Par ailleurs, comme cela est de mise pour le secteur de l’assurance, la réglementation du Takaful précise de manière très détaillée un ensemble de garanties financières que doivent constituer les opérateurs Takaful. Celles-ci comprennent d’abord une batterie de provisions techniques (pour capitaux et rentes à payer, risque d’exigibilité, pour excédents techniques et financiers…) ce à quoi s’ajoutent des provisions qui s’imposent pour des opérations d’assurance spécifiques (accidents du travail…). Viennent ensuite les exigences en matière de marge de solvabilité (qui détermine de manière générale le montant minimum des ressources exigées pour la pratique des opérations d’assurance) dont différentes méthodes de calcul sont précisées par la réglementation aux opérateurs Takaful, selon les opérations dans lesquelles ils se spécialisent. Notons aussi que la loi impose aux entreprises de prélever annuellement au moins 40% des excédents techniques et financiers pour alimenter une réserve de stabilité qui sert à combler le déficit éventuel résultant de l’insuffisance de l’actif représentatif des provisions techniques par rapport aux provisions.

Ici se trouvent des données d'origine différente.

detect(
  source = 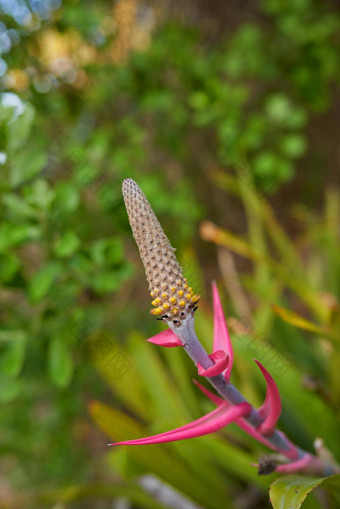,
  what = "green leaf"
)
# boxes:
[53,182,80,213]
[0,253,20,282]
[0,373,22,403]
[54,231,80,258]
[279,134,307,159]
[269,474,340,509]
[48,337,73,388]
[0,331,27,378]
[90,238,124,265]
[28,262,62,302]
[89,270,121,293]
[272,305,338,342]
[9,145,47,187]
[7,103,35,154]
[0,223,40,253]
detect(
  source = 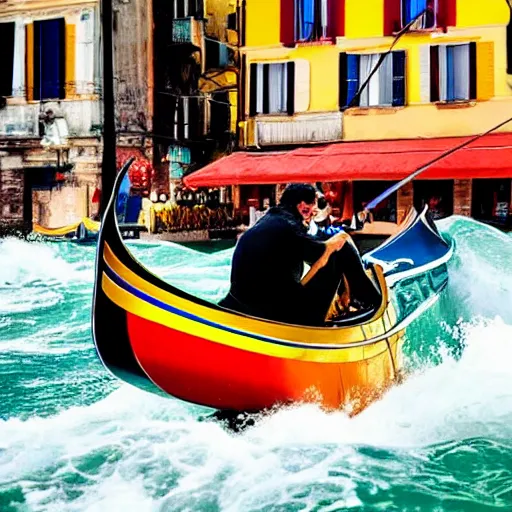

L’alimentation de cette réserve cesse néanmoins d’être obligatoire lorsqu’elle atteint un pourcentage donné des primes émises nettes de rémunération de gestion (50% pour le General Takaful, 30% pour le Family Takaful…).

 
Deux types de rémunération pour les opérateurs Takaful
Les intermédiaires en assurances ayant reçu un agrément avant la date d’entrée en vigueur de la circulaire sur le Takaful devront présenter au régulateur du secteur des assurances (ACAPS) une demande d’extension d’agrément pour exercer ce nouveau type d’opérations, ainsi que le prévoit le projet de cadre en cours de discussion entre le régulateur et les professionnels. 
Il faut cependant noter que les nouvelles activités participatives envisagées par les intermédiaires doivent correspondre aux catégories pour lesquelles ils sont déjà autorisés. Une liste de correspondance devrait être émise prochainement à cet effet. En outre, la demande d’extension d’agrément doit être accompagnée d’un document descriptif et détaillé des compétences et connaissances de l’agent d’assurances, personne physique, ou du représentant légal de l’intermédiaire, personne morale, en matière d’assurance Takaful, appuyé par les attestations de stages ou de formations effectués en relation avec ce domaine. 
 
L’ACAPS peut refuser la demande d’extension d’agrément, lorsqu’elle juge que les demandeurs ne disposent pas des connaissances ou compétences suffisantes en matière d’assurance Takaful.